He jumped as if he’d been goosed. Not bothering to hide a smile, Mrs. Hughes edged past him smoothly, gently touching his arm as she passed. She was immediately blessed with Mrs. Patmore’s attention.

“Not another change?! I can’t produce something from nothing. It’s not a cook in a kitchen they need - it’s the Almighty Creator in the Garden of Eden!”

Mrs. Hughes used her calmest tone to inform Mrs. Patmore that the family wasn’t expecting creation ex nihilo. “The extra cuts we needed to order will be here in an hour, Mrs. Patmore. I hope that gives you enough time…”

“Only just,” the frazzled cook muttered. She and Daisy glanced at each other in wordless communication. Mrs. Hughes was relieved when they nodded.

“Your efforts aren’t going unnoticed,” Mrs. Hughes informed them. “In fact, I believe Mr. Carson was waiting to tell you how much all your work has been appreciated this year.” Her smile in his direction was somewhat mischievous, but her raised eyebrows demanded that he respond.

“Of course,” he rumbled in his most impressive voice - the one his wife referred to as “style and show”. “That’s exactly what I was hoping to convey—“

Mrs. Patmore looked skeptical for a moment. “Well, I appreciate you staying out of our way while you worked yourself up to it, Mr. Carson. And thank you very much.”

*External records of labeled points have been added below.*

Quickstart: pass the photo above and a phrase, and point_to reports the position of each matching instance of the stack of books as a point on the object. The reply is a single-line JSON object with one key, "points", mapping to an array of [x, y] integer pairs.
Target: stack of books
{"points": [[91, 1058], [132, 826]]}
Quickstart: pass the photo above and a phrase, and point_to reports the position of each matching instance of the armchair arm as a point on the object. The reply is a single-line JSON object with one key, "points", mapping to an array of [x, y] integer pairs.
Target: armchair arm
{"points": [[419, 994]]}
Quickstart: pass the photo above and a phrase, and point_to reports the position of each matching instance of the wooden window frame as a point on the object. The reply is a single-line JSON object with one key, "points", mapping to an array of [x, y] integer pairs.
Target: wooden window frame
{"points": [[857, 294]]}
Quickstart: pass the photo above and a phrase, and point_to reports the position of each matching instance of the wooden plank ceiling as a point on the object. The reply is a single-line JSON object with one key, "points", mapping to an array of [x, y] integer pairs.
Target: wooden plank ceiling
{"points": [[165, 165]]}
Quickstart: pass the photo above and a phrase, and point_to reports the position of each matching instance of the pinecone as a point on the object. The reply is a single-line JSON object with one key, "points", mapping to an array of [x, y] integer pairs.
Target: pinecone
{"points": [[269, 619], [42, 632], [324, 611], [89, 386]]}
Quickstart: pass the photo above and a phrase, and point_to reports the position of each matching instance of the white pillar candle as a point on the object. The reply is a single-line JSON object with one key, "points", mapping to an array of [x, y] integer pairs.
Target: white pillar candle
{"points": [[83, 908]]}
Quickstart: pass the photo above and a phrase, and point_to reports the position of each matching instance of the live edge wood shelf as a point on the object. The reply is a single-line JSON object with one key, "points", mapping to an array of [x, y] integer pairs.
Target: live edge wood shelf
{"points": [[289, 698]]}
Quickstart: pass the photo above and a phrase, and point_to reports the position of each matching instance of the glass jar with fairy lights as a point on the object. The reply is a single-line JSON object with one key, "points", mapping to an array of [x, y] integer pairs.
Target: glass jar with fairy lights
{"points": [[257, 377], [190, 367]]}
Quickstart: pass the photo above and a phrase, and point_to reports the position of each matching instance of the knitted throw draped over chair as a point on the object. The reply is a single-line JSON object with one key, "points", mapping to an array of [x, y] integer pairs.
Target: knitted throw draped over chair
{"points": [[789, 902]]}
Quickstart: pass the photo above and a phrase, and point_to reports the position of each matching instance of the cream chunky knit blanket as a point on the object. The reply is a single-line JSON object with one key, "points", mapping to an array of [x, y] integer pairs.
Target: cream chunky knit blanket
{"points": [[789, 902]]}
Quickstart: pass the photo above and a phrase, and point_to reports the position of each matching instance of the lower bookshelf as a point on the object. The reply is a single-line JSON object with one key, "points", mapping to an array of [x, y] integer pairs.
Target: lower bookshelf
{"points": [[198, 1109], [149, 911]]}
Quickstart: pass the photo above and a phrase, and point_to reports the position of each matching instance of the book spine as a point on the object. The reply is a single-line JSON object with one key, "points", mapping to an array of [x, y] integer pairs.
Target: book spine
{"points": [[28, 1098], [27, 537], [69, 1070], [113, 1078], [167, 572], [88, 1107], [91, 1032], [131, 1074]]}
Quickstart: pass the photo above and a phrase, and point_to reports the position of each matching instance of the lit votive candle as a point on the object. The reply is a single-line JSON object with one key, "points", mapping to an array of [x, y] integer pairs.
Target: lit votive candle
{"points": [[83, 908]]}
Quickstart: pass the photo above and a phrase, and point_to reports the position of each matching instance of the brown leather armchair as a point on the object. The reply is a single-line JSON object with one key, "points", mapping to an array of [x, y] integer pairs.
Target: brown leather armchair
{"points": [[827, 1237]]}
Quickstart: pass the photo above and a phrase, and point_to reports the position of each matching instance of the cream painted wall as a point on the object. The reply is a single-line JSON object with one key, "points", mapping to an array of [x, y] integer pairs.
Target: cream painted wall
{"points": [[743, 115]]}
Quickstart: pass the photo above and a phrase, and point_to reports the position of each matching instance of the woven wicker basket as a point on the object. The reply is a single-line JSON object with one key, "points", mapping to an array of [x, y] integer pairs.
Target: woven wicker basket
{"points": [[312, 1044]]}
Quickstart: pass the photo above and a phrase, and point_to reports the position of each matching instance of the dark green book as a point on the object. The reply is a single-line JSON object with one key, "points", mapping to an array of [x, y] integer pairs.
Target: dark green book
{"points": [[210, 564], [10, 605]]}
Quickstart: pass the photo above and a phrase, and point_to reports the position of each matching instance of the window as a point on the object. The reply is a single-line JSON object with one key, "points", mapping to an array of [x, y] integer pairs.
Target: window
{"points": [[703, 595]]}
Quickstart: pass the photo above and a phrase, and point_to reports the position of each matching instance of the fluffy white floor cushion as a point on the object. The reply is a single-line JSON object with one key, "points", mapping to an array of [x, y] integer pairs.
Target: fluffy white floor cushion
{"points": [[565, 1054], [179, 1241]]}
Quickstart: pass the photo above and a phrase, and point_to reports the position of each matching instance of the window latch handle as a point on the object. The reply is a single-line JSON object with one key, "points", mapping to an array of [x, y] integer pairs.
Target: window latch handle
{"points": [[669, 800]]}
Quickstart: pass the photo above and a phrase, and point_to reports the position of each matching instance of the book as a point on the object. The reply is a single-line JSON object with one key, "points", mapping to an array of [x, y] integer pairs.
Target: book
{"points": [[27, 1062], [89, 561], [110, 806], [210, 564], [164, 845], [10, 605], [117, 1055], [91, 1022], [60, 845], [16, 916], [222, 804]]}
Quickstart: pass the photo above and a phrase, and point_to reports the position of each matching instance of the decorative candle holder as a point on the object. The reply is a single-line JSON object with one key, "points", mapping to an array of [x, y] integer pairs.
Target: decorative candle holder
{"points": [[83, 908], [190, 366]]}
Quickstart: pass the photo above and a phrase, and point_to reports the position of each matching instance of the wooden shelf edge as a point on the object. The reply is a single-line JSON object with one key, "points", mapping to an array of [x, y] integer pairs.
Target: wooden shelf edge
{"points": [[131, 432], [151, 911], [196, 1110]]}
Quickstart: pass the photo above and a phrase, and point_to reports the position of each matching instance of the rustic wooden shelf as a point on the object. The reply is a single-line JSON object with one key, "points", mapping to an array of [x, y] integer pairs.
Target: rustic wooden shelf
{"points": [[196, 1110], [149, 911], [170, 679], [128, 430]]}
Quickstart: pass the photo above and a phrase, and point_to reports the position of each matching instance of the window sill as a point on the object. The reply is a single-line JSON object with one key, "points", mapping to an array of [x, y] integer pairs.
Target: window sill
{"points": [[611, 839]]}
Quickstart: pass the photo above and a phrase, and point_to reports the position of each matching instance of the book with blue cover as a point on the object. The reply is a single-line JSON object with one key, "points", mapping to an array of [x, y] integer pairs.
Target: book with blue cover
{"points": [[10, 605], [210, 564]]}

Mr. Carson’s eyes followed his wife until she disappeared into hr sitting room with a single, curious backward glance at him as he stayed rooted in the doorway. 

“Have you a moment, Mrs. Patmore?” he asked, his tone making it less of a question than an order.

Mrs. Patmore rolled her eyes vigorously. “As it happens, I don’t, Mr. Carson. But if it’ll get you out of my kitchen…”

Going no further down the corridor than it took to afford them some privacy, Mr. Carson stopped and faced the impatient cook. Bending closer, he lowered his voice to an approximation of a whisper, which likely couldn’t be heard above three or four feet away.

“Mrs. Patmore, has Mrs. Hughes mentioned anything to you about something she might want?”

Mrs. Patmore’s eyebrows shot up into her cap and she shook her head vigorously.

“Oh no! We’re not doing this again!” At his bewildered expression, she crossed her arms and scowled. “You’re married now; bloody well talk to each other about…about this sort of thing.”

“What?! What are you…” As understanding began to dawn, his eyes widened in shock. “Mrs. Patmore! I didn’t mean… I wasn’t talking about…” Good God almighty…she can’t think… Taking a deep breath, he closed his eyes and counted to eighteen before he was able to look at her again. “I only meant for Christmas, Mrs. Patmore.”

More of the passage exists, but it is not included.